(January 29, 2016 at 1:46 am)Sheed1980 Wrote:(January 28, 2016 at 9:23 pm)Jörmungandr Wrote: These type of coincidences demonstrate nothing. They result from people with two much time on their hands looking for significance where there is none. Now if Muhammed had written about such numbers occurring in his text, I might not so casually dismiss it, but then it would be intentional. There's nothing here that couldn't have happened by accident. As far as proof of faith, none of these numerological miracles is convincing. It's like the Davinci code; you can find parallels in any text of sufficient length.The first thing u have to understand is Prophet Muhammad pbuh didn't write this or anything else in the Qur'an because he was illiterate, he couldn't read or write, and everybody who knew him knew this. That was one reason why God sent it through him. To show that no human could come up with such a scripture. But how about God says in the Qur'an The universe is expanding. How could anyone in the 7th century, when telescopes and satellites weren't even drawn up, have knowledge of this unless He created the universe. Today astronomists see our universe is still expanding to this day. Imagine drawing dots on a balloon then inflating it with air. The dots will move further away from one another which is exactly what stars and planets in our universe is doing as well. What human had knowledge of this, back in a time when they thought the Earth was flat and the mountains held up the skies? Or another example is the words for land and sea are mentioned 13 times and 32 times throughout the Qur'an. Add them to get 45. Then 13/45=28.8888889% and 32/45=71.1111111% these are the exact scientific percentages of land and water that cover our planet to this day. No human knew this. So this book had to have come from someone who did have that knowledge, who is none other than Allah, our creator I have more for u if u like
NO, you are simply looking for excuses in that book to cling to it. Holy books are not predictive. They are myths that were written for the times of the people they were written in. It is the same mental error that allows someone to fall for horoscopes, the same mental error that allows someone to believe that the magician sawed the woman in half. The same mental error that allows gullible humans to believe psychics are real.
There is no such thing as a prophet just like there never were Oracle priests talking to the polytheistic gods of Greece and Rome. There is no such thing as a book with magic powers, and nobody has ever talked to a god. Fishing for excuses in a non scientific book after the fact based on ambiguous quotes does not count. Again, every religion does this.
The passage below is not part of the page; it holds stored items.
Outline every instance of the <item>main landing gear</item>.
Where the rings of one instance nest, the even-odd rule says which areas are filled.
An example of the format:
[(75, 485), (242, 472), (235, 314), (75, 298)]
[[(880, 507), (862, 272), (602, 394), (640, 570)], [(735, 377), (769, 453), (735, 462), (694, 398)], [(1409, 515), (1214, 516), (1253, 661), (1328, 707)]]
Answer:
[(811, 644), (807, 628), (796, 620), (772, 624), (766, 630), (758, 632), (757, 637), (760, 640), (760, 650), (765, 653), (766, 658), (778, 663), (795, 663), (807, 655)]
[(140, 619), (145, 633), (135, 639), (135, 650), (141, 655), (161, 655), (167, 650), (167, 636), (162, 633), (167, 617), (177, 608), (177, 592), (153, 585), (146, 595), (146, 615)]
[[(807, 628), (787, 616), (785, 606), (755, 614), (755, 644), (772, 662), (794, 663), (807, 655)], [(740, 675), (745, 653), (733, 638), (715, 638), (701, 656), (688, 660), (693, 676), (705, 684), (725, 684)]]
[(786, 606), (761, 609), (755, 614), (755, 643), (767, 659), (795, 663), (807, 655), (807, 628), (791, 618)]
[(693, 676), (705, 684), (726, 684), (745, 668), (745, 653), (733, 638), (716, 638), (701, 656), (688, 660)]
You merely like what you believe, that's all. We can tell you it is all in your head and if you are brave enough to question the claims of others, then you can and should be intellectually brave enough to aim that criticism at your self and your own claims.
By the way, what is with your superstition always saying pbuh? I know what it means , but I find that as superfluous as when Jews insist you never type god's name "Yahweh"? Every time you type "pbuh" I get the image of someone winning a giant stuffed teddy bear at a carnival. It sounds like you are talking about Winnie The Poo, "pbuh=Poo Bear".